A morpher is basically an implementation of a portal that does not directly interact with an external data source but instead acts as a conversion or aggregation mechanism. Its purpose is to receive data from one or multiple portals and emit them in some other form for another portal.

Intention

Morphers are multi-purpose-utilities when it comes to moving data from one portal to another while modifying it on the fly. A simple example could be the following use-case:

Say you have an ecommerce portal that emits orders and customers. You also have a customer support portal that can receive support tickets. The goal is to convert orders and their respective customers into support tickets. You cannot configure a route from your ecommerce portal directly to your customer support portal, because they do not support the same data types and also you have to combine an order with a customer to have enough information for a support ticket.

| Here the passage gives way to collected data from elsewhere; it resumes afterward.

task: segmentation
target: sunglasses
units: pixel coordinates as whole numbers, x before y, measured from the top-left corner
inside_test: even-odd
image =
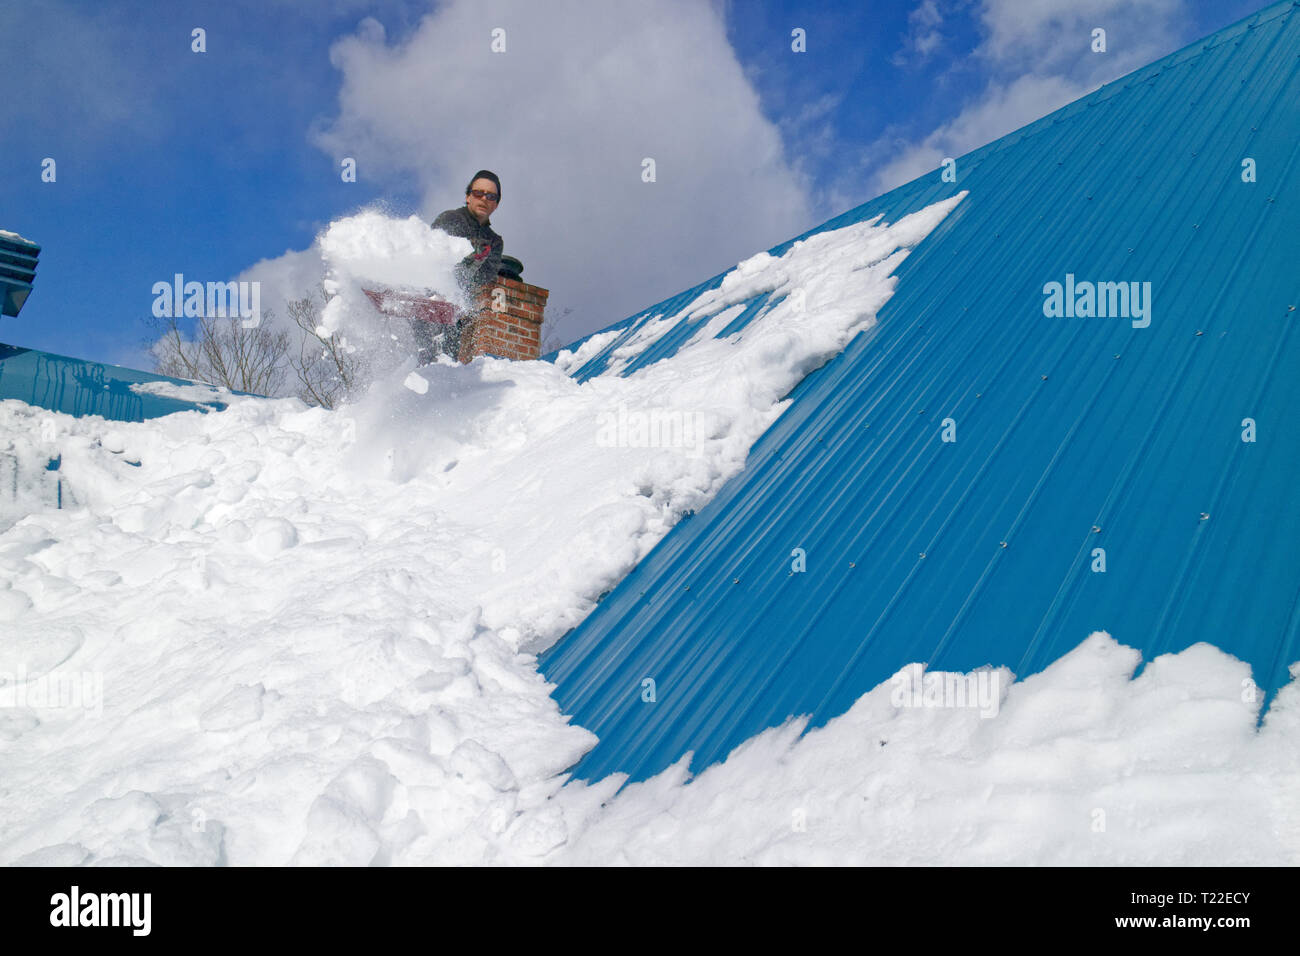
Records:
[[[486,199],[488,202],[496,202],[501,198],[500,193],[490,193],[486,189],[471,189],[469,194],[475,199]]]

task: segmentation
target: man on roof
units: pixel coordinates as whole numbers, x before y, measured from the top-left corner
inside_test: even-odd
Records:
[[[456,281],[460,284],[465,300],[473,308],[483,287],[492,282],[501,266],[501,251],[505,246],[501,237],[492,229],[491,216],[501,202],[501,180],[497,174],[488,169],[480,169],[465,187],[465,205],[457,206],[439,213],[433,221],[434,229],[441,229],[449,236],[468,239],[474,247],[460,264],[456,266]],[[444,326],[440,341],[433,341],[434,323],[414,321],[412,323],[416,344],[420,349],[420,364],[432,362],[439,351],[446,352],[452,358],[460,354],[461,333],[471,323],[468,316],[461,316],[455,323]]]
[[[474,246],[456,268],[456,277],[467,295],[497,277],[504,243],[492,229],[491,216],[500,203],[501,180],[491,170],[480,169],[465,187],[465,205],[448,209],[433,221],[434,229],[461,236]]]

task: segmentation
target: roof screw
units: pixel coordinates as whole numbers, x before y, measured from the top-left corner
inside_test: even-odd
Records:
[[[924,551],[921,552],[920,557],[922,557],[922,558],[925,557],[925,552],[924,552]]]
[[[1006,543],[1005,541],[1003,541],[1003,542],[1002,542],[1002,547],[1005,548],[1006,546],[1007,546],[1007,543]]]
[[[688,591],[689,591],[689,590],[690,590],[690,589],[691,589],[691,586],[690,586],[690,585],[689,585],[689,584],[688,584],[688,585],[686,585],[686,590],[688,590]]]
[[[976,398],[979,398],[979,397],[980,397],[981,395],[983,395],[983,394],[984,394],[983,392],[976,392],[976,393],[975,393],[975,397],[976,397]]]
[[[1043,376],[1043,381],[1044,381],[1044,382],[1047,381],[1047,376],[1046,376],[1046,375]]]
[[[1286,310],[1287,310],[1288,312],[1294,312],[1294,311],[1295,311],[1295,306],[1294,306],[1294,305],[1288,305],[1288,306],[1286,307]]]
[[[1194,222],[1194,223],[1192,223],[1192,228],[1193,228],[1193,229],[1200,229],[1200,228],[1201,228],[1201,224],[1200,224],[1199,222]]]
[[[1129,252],[1132,252],[1132,251],[1133,251],[1132,249],[1129,250]]]
[[[1200,329],[1197,329],[1197,330],[1196,330],[1196,334],[1197,334],[1197,335],[1204,335],[1205,333],[1202,332]]]
[[[851,568],[856,568],[856,567],[857,567],[857,563],[856,563],[856,562],[853,562],[853,561],[850,561],[850,562],[849,562],[849,567],[851,567]]]
[[[1096,525],[1093,525],[1093,526],[1092,526],[1092,533],[1093,533],[1093,534],[1098,534],[1098,533],[1100,533],[1100,532],[1101,532],[1101,529],[1100,529],[1100,528],[1098,528]]]
[[[1115,358],[1119,358],[1119,353],[1118,353],[1118,352],[1115,353]]]
[[[1202,511],[1202,512],[1201,512],[1201,520],[1202,520],[1202,521],[1209,521],[1209,520],[1210,520],[1210,513],[1209,513],[1208,511]]]

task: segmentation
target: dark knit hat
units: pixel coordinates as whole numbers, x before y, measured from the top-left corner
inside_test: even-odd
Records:
[[[497,200],[500,201],[500,199],[501,199],[501,180],[497,179],[497,174],[494,173],[494,172],[492,172],[492,170],[490,170],[490,169],[480,169],[478,172],[476,172],[473,176],[471,176],[471,177],[469,178],[469,185],[465,187],[465,195],[466,195],[466,196],[468,196],[468,195],[469,195],[469,191],[470,191],[472,188],[474,188],[474,180],[476,180],[476,179],[490,179],[490,180],[492,180],[492,182],[496,183],[496,184],[497,184]]]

Your morpher would have two receivers. One for orders and one for customers. Both of them store their received objects in the Key-Value-Storage. The order receiver will publish a support ticket object whenever it saves an order to the Key-Value-Storage.

The morpher also has an emitter supporting those support ticket objects. It will load an order from the Key-Value-Storage and (using the customer-id from said order object) it will then try to load a customer from the Key-Value-Storage. If a customer is found, all the necessary informations are present and can be converted to a new support ticket object which is then emitted. If the customer cannot be found, the order is re-published, so the emitter can try again later.

Usage

While the example above is the most common way to use a morpher, it is by far not the only way. A morpher is technically indistinguishable from an ordinary portal. It is its unique role as an intermediate portal that makes it a morpher. Because of that, there are numerous possibilities for what a morpher can do and it almost certainly comes down to an individual use-case.

Here are some examples for what a morpher could potentially do.

  • Convert one data type to another one.
  • Combine multiple objects into a single new one, even when the original objects are emitted at different times.
  • Measure the throughput between two portals by logging every transfer.
  • Throttling the throughput between two portals to comply with API rate limits.